Well, So Much for Dry January


Well, that was quick.

Dry January, the social-media fueled month of voluntary sobriety, became Damp January in under a week for many temporary teetotalers. Many were horrified enough by the assault on the U.S. Capitol and the ensuing protracted situation to break their vow and reach for the bottle, as evidenced by jokes, confessions and memes ricocheting around Twitter and Instagram.

Among bandwagoneers, the should-I-or-shouldn’t-I conversation was happening offline, too, as many attempting four weeks as non-tipplers decided that a national crisis was bigger than a 31-day health kick.

Dry January at least seemed like a sensible way to start fresh in 2021, said Nina McConigley, an assistant honors professor at the University of Wyoming in Laramie who swore off her extended pandemic cocktail kick.

But as she and her husband watched the tragedy unfold on television, feeling “sad and useless,” a nice dinner and a bottle of tempranillo seemed like the only balm, Ms. McConigley, 45, said: “I am of color, watching the Confederate flag being paraded in the Capitol, it was the worst. The act of a hot warm dinner and nice wine, it felt self-preserving.”

After five days of lemon detox tea, for example, Emily Titelman, an event producer in Los Angeles, detoured to tequila and orange juice on Wednesday, to ease her nerves after witnessing a mob send elected officials, their staff and media into hiding for their lives.

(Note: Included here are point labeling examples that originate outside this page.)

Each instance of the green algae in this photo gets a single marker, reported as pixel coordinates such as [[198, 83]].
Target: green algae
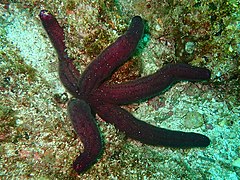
[[46, 134]]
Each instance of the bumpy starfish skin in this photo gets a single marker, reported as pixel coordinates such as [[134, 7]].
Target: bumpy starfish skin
[[93, 94]]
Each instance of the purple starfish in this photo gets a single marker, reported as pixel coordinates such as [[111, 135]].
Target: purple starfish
[[92, 94]]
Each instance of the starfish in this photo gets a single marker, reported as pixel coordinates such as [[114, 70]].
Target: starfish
[[93, 95]]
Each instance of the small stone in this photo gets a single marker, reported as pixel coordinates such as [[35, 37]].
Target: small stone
[[190, 47]]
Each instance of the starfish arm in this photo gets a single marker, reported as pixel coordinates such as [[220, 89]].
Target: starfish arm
[[146, 133], [111, 58], [151, 85], [68, 73], [85, 126]]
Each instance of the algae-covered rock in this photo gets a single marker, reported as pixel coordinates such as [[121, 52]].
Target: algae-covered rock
[[193, 120]]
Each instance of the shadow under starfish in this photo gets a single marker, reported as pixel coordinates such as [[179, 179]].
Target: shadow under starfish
[[92, 94]]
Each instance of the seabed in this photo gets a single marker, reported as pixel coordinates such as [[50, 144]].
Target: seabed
[[37, 139]]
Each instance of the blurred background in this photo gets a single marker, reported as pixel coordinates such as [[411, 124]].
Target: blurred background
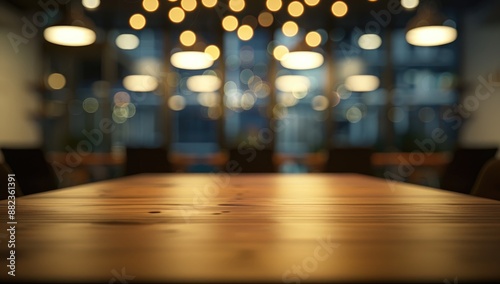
[[316, 85]]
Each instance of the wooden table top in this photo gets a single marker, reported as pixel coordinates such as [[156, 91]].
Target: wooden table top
[[252, 228]]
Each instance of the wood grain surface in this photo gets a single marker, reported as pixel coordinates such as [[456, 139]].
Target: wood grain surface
[[253, 228]]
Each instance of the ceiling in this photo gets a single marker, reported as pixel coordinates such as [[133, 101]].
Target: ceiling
[[115, 13]]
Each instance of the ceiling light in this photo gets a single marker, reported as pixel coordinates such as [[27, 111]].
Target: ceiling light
[[311, 2], [191, 60], [409, 4], [213, 51], [203, 83], [265, 19], [295, 9], [137, 21], [292, 83], [427, 29], [290, 29], [73, 30], [369, 41], [339, 9], [362, 83], [91, 4], [273, 5], [236, 5], [209, 3], [302, 60], [187, 38], [150, 5], [176, 15], [245, 32], [140, 83], [230, 23], [127, 41], [313, 39], [280, 51], [188, 5]]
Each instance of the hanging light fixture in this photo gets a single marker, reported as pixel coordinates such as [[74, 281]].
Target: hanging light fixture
[[73, 30], [193, 56], [303, 57], [427, 28], [362, 83]]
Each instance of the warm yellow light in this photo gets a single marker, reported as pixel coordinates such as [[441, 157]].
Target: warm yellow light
[[319, 103], [140, 83], [409, 4], [311, 2], [69, 35], [208, 99], [362, 83], [191, 60], [90, 105], [339, 9], [369, 41], [137, 21], [237, 5], [302, 60], [209, 3], [245, 32], [431, 35], [295, 9], [127, 41], [188, 5], [280, 51], [273, 5], [187, 38], [176, 15], [56, 81], [203, 83], [213, 51], [230, 23], [290, 29], [266, 19], [292, 83], [91, 4], [177, 103], [150, 5], [313, 39]]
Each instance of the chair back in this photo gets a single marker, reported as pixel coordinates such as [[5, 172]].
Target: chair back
[[462, 171], [488, 182], [147, 160], [253, 160], [33, 173], [350, 160]]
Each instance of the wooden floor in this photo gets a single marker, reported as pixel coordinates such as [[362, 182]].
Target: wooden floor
[[254, 228]]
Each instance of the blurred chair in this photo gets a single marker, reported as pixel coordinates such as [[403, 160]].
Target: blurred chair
[[147, 160], [33, 173], [350, 160], [488, 182], [4, 172], [252, 160], [462, 171]]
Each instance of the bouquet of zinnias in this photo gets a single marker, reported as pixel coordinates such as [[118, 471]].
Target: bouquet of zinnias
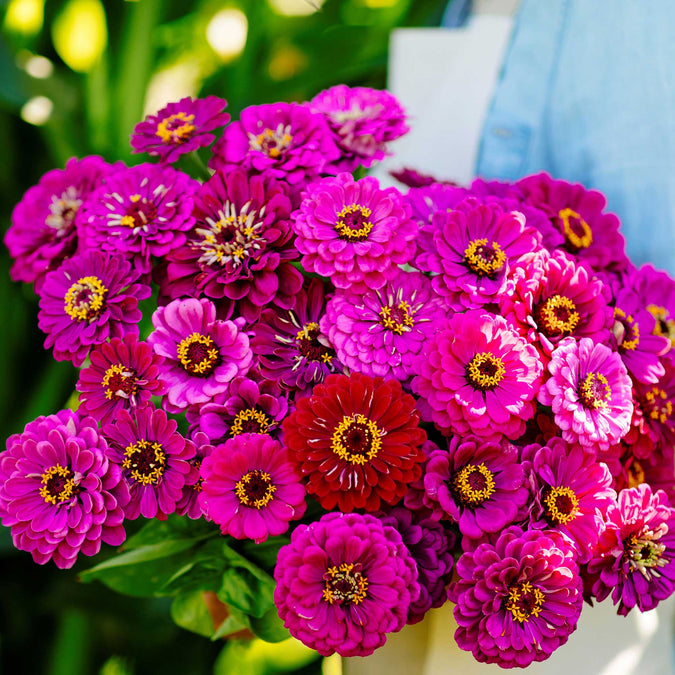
[[459, 393]]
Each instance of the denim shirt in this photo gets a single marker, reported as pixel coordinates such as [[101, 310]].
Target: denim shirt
[[587, 93]]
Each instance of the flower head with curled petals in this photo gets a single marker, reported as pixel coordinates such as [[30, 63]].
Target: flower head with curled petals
[[59, 493], [202, 355], [343, 583], [357, 441], [250, 488], [180, 127], [91, 298], [517, 600], [354, 232]]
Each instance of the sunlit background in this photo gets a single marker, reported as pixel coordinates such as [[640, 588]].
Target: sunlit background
[[75, 77]]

“As someone who is very politically engaged, I felt morally obligated to return to the news,” Ms. Titelman, 35, said. The drink, she added, “absolutely took the edge off my very real anger.”

A year of quarantine had converted Adam Roberts, 41, the creator of Amateur Gourmet, a food blog, from social drinker to a regular home drinker, he said. It got to the point that he had vowed that very day, on a walk with his husband, the film director Craig Johnson, and their dog in the Atwater Village neighborhood of Los Angeles, to cut out drinking on weekdays during January.

“But when we got home and saw the images of a guy in a Camp Auschwitz sweatshirt storming the U.S. Capitol, I said, ‘I changed my mind. Make me a Oaxacanite,” he said.

Others who had pledged a month of sobriety managed to stay dry through the crisis, if barely.

Hitha Palepu, a pharmaceuticals executive in New York, leaned on more than 20 Dry January accountability groups she had started on Instagram to convince her to to boil a kettle for tea (albeit, with a drop or two of CBD,) rather than uncork a bottle of pinot noir.

“I had spent the past four years numbing the feelings that the news brought me with wine,” Ms. Palepu, 36, said. “This time, I chose to fully feel these feelings and find a new way to process them. It was my own little act of resistance for my present and future self, against my past self.”

The vision of the president of the United States goading his supporters against Congress, the Senate and his own vice president proved to be a shocking test for Frauke Weston, who is German and a marketing manager in Brooklyn. She was wondering if she could stick with her alcohol-free month she began, as she awaits her final interview to gain citizenship later this month.

“I keep getting messages from German and American friends alike, jokingly asking ‘Are you sure you want to sign up for this?’” Ms. Weston said.

For those who signed on to Dry January as a wellness experiment, like a juice cleanse, it seemed all in good fun to ditch their resolve after a few days and post jokey memes on Twitter, like the oft-quoted line from the 1980 comedy film “Airplane” — “Looks like I picked the wrong week to stop sniffing glue.”

But for many with addiction issues, the crisis of Jan. 6 was a graver matter, particularly after a wearying 2020 that seemed like a stress-ridden version of the movie “Groundhog Day,” said Dr. Joseph Lee, the medical director of Hazelden Betty Ford Foundation in Minneapolis.

“You’re seeing the intersection of pandemic stress, economic stress, political and social strife, and all those things have added together and predictably have increased the consumption of various substances by high-risk people,” Dr. Lee said in an email.

A lot of people, he said, were posting messages on social media like, “‘We made it five days, then everything went dumpster-fire-emoji,’” he said. “But on a serious level, when people are isolated and already over-interpreting the news, worrying too much, and losing confidence in our sense of democracy, all these things can be tipping points for people at risk.”

For those with the luxury of experimenting with sobriety by choice, however, the evenings of hot tea with lemon will last only through a month, even if the political chaos does not.

A day after breaking her Dry January vow, Ms. McConigley was back on the wagon, intent to last through the month. Well, most of the month, anyway.

“My one exception for the month has always been Jan 20,” she said. “We have a special bottle of champagne we are saving for Inauguration Day.”